Yes, we, the living, are all the evolved end-products of this wicked process.

In addition, Carl Woese, the father of the study of archaebacteria, showed how these first and most primitive bacteria evolved via horizontal transmission, not vertical transmission as in Darwinism. (But they wouldn’t give Woese a Nobel). Yet it was also learned that mitochondria (the “batteries” of advanced cells) historically became part of the advanced cells when one lesser organism ate a still lesser organism, but instead of being digested, the engulfed cell became the mitochondria of the larger cell—which was not a gradual process of descent.

But what really changed most biologists’ minds was the argument that all of that still didn’t undermine Darwinism, after all. Darwinism predicts that evolution occurs in a two-step process wherein first there is a minor change, brought about by cosmic radiation or by copying errors as the cells divide, and then in step two only those changes which better adapt the organism to the environment survive in a battle of the fittest. But viral infection can be understood as belonging only to step one (about how the genetic changes happen), leaving intact most of the part about the survival of the fittest. Only those viral changes which help the organism survive are going to end up in a novelty.

The Darwinists could relax and accept viral contributions to evolution. It was just a matter of adding viruses to the list of what could create mutations, along with cosmic rays and copying errors.

Still, the viruses also could bring about horizontal transmission, and that meant that evolution could be “speeded up” via viruses spreading genetic changes. The spreading of genetic change did not have to go through the slow process of dissent through the generations. And that was Bear’s point, for his sci-fi stories.

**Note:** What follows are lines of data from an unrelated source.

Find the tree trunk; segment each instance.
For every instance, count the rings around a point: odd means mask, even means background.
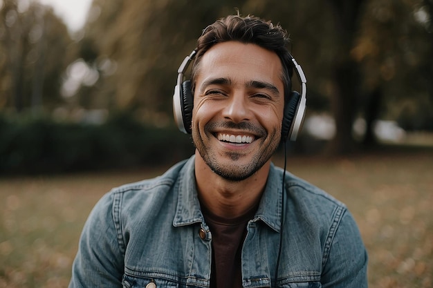
[[[331,155],[349,154],[356,149],[352,126],[358,99],[358,67],[350,61],[342,63],[335,67],[333,78],[336,87],[332,108],[336,129],[326,152]]]
[[[378,86],[368,96],[365,106],[366,130],[362,140],[362,148],[370,149],[378,144],[377,139],[374,135],[374,122],[379,117],[382,104],[382,90]]]
[[[356,39],[358,19],[363,0],[329,0],[335,17],[335,32],[338,33],[340,52],[337,53],[333,68],[333,113],[336,133],[326,152],[333,155],[348,154],[354,151],[356,142],[352,126],[359,99],[360,73],[359,64],[351,57],[350,52]]]

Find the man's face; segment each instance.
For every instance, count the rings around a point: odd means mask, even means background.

Viruses could speed up evolution.

What Bear did was to challenge biologists in face-to-face meetings to admit that all of the above could add up to viruses contributing to evolution—viruses could make for sudden evolution rather than gradualism—and many biologists then did agree with him.

gene therapy

And once we understand the interplay of viruses and evolution, it becomes possible to fathom other applications, as well. Since these were not a part of Bear’s agenda, I will only mention one example here. But these further issues follow naturally from asking Bear’s question.

One such application is gene therapy. How does it work?

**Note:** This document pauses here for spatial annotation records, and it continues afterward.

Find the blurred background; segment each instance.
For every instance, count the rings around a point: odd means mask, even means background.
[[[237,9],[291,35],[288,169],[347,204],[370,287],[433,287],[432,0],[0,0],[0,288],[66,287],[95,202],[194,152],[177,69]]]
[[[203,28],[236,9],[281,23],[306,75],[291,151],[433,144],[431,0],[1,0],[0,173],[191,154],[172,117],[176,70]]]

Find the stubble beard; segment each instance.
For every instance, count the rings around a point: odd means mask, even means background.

Today, it isn’t yet entirely successful—we can think of it as still in development—but consider how the inherited disease sickle cell anemia is the result of a defective gene for making red blood cells. The hope is to replace the defective gene with a normal one. But how do we get the good gene into the patient’s cells?

Gene therapy consists of attaching the normal gene to a virus capable of entering the cell and also capable of joining with the host genes, thereby adding the normal gene to the host’s.

A lot more could be said, but my point here is just to illustrate some of the greater implications of Bear’s question.

And that brings me to one final observation. Bear is showing us yet again an example of how science changes its mind.